Trap was M. Night Shyamalan in all his crazy glory.
Smile 2 bettered the original with a magnificent Naomi Scott.
If Juror #2 was the final Clint Eastwood film, he went put with one of his latter years best.
The Road House remake had no reason to be as thoroughly entertaining as it was.
-Some of the middling films, the disappointments, the "I wish they were betters":
Civil War should have been a timely masterpiece. Instead, it had no opinion on its own existence.
Challengers, Wicked Part 1, Emilia Perez, and Conclave will all be factors in the awards season, and while none were bad, none were that good either.
I was excited for Furiosa due to the casting of Anya Taylor-Joy, but she isn't even in half the movie.
-Near misses for the worst list:
Hey, Madame Web and Venom: The Last Dance missed the cut. Good for you!
Immaculate, The Watchers, Longlegs, and Speak No Evil making up some of the year's forgettable horror movies.
I probably should have put the 2nd Rebel Moon movie on the list, but I barely remember it.
Borderlands was surely bad, but I did think it made the "entertainingly bad" cut.
And probably the year's single most disappointing movie: MaXXXine. Baffling how the 3rd entry in the trilogy that elevated Mia Goth to elite status could be so much of a mess, that even sidelines Goth herself for large chunks of the film.
And now, the 10 worst of the year:
10. Joker: Folie a Deux
Okay, this is probably more disappointing, cause the original Joker was excellent. This sequel though spends 2 hours punishing anyone who dared to like it, and decides to spend half its runtime being the Seinfeld finale.
9. Bad Boys: Ride or Die
This made big money, but I found it a depressing, lifeless slog of a movie to watch. Nothing that I liked in the franchise originally remains.
8. Mean Girls
Another movie that made money, unfortunately. I hated the songs, and the uninteresting presentation of them. All that was left was a poor xerox of the original movie, with many lines and some entire scenes lifted word for word.

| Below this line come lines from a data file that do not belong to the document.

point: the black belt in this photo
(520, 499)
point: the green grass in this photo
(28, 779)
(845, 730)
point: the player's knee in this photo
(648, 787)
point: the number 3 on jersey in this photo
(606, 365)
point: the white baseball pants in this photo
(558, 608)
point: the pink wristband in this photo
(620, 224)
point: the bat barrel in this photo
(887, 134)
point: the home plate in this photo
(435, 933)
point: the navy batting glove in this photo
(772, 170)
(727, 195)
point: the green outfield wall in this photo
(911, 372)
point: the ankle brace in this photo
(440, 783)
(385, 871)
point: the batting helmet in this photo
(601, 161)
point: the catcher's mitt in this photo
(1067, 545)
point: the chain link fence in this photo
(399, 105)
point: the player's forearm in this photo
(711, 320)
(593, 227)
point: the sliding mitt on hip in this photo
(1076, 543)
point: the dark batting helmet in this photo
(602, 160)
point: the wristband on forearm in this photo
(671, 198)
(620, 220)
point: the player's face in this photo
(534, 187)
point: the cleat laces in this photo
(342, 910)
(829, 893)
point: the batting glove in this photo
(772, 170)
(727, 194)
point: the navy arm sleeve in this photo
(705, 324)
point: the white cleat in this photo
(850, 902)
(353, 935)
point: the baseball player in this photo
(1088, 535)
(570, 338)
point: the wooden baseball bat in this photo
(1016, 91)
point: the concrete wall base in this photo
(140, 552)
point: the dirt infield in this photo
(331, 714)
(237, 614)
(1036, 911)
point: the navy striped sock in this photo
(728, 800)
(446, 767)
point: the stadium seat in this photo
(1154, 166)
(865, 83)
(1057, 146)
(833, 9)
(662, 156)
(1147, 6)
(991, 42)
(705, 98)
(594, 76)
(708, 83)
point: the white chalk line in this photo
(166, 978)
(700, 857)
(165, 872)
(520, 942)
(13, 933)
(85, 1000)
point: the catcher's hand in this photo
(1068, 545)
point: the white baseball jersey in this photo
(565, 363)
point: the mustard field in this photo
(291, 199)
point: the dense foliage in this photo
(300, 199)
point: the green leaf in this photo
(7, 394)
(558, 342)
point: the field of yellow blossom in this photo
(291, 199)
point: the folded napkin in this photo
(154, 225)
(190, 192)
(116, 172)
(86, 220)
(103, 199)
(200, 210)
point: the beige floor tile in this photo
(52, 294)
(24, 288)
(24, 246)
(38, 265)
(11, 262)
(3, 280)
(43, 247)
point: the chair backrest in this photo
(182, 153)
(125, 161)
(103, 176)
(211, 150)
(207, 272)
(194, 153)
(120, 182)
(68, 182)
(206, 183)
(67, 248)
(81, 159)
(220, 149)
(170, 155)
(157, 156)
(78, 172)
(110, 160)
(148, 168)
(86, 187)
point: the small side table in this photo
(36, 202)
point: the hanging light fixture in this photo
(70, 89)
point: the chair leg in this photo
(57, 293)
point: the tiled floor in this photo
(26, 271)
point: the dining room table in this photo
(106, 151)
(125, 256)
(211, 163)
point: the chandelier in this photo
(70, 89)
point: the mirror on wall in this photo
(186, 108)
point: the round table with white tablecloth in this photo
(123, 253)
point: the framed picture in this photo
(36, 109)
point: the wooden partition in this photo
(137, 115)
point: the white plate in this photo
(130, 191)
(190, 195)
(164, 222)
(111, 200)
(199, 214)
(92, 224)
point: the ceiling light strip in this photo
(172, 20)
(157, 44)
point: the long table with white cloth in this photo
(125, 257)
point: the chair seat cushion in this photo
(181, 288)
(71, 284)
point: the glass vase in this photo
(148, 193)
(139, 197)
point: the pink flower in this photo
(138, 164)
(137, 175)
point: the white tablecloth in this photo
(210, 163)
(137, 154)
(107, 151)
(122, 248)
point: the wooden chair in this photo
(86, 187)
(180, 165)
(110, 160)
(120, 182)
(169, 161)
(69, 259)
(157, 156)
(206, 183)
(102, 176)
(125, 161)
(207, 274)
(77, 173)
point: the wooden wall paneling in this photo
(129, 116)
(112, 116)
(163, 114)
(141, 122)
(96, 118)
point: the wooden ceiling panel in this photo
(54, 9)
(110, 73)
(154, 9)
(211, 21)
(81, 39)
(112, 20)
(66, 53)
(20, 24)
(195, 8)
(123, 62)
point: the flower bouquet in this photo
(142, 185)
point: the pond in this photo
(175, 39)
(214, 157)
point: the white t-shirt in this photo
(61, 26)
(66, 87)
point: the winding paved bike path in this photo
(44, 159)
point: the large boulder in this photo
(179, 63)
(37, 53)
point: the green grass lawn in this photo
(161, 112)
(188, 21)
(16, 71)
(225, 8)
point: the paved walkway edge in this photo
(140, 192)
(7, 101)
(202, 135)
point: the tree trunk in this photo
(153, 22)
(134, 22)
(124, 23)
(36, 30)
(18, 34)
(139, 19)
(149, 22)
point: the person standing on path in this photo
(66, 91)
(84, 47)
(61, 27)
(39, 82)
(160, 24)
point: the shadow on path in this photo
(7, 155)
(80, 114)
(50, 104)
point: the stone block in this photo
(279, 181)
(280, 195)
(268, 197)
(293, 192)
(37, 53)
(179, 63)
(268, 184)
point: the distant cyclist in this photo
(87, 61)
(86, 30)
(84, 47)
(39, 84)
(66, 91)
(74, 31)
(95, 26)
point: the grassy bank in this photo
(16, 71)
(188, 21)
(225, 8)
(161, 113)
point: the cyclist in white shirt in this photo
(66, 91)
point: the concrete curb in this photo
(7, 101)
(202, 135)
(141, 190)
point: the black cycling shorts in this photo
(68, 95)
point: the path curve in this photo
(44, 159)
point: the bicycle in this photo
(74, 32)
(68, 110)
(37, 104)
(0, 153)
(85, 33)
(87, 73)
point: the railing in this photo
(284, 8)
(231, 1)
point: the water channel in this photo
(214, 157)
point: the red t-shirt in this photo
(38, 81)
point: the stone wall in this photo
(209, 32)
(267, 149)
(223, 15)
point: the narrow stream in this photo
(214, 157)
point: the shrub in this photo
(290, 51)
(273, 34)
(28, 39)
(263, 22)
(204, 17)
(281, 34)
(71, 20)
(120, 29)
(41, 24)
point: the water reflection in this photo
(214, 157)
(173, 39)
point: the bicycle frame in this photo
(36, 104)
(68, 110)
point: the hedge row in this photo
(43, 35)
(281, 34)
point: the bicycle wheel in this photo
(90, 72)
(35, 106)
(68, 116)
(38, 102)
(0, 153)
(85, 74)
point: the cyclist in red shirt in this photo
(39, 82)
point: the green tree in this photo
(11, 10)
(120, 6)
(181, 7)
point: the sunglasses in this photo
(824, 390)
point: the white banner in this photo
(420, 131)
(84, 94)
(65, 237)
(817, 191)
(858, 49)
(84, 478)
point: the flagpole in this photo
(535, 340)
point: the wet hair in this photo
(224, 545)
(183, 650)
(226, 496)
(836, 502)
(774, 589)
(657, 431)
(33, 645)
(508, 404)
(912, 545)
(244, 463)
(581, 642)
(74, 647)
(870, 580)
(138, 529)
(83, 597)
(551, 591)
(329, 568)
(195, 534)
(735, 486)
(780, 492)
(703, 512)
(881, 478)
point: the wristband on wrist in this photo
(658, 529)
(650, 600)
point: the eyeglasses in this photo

7. The American Society of Magical Negroes
Boy, if you're going to try to make a racial satire with that title, you better come up with a hell of a lot more to say than this does.
6. Divorce In The Black
I did get some entertainment out of this latest Tyler Perry melodrama (Meagan Good, you poor girl), but zero of it was intentional.
5. Never Let Go
One of those horror movies that stretches out its (boring) mystery for so long that you don't care anymore, cause no resolution is worth the tedium.
4. Kinds Of Kindness
Congratulations to Yorgos Lanthimos (whose previous films I did like) for becoming an acclaimed enough filmmaker that he can now throw any pointless slop he wants to up on screen and get a lot of critics to praise him. Nothing worked in this.
3. Kraven The Hunter
You know why Madame Web and Venom 3 don't look so bad? Cause THIS is what rock bottom comic book filmmaking looks like. Easily the most boring film in its genre I have ever seen. Stunning beyond words it came from J.C. Chandor, a very good director.
2. Blink Twice
Big fan of Zoe Kravitz. But holy christ was she way out of her depth in trying to handle this material as her first directing effort. It appears to want to be a Get Out type film with something to say within a genre structure. But she fails miserably at that. The result is a grotesque film that uses the drugging and raping of numerous women for shock value and nothing more, cause whatever "more" may have intended to be there never breaks through.
1. Megalopolis
Well, good for Francis Ford Coppola that he finally got his $100 million dollar passion project finished. But there's a reason no studio would bankroll this, and he basically had to give it away for free to get it released. Because it is the kind of incoherent, bloated fiasco that used to sink careers and bankrupt studios. A lot of big name actors are in this, including a career worst Aubrey Plaza (Congrats on being in my favorite and least favorite movies of the same year btw), but nobody had a chance. I think it's trying to say something about modern society's ills, but nothing is more revealing about how fucked up we are than a single American being rich enough to drop over $100 million of their own money to make something like this. This was truly a torturous chore to sit through.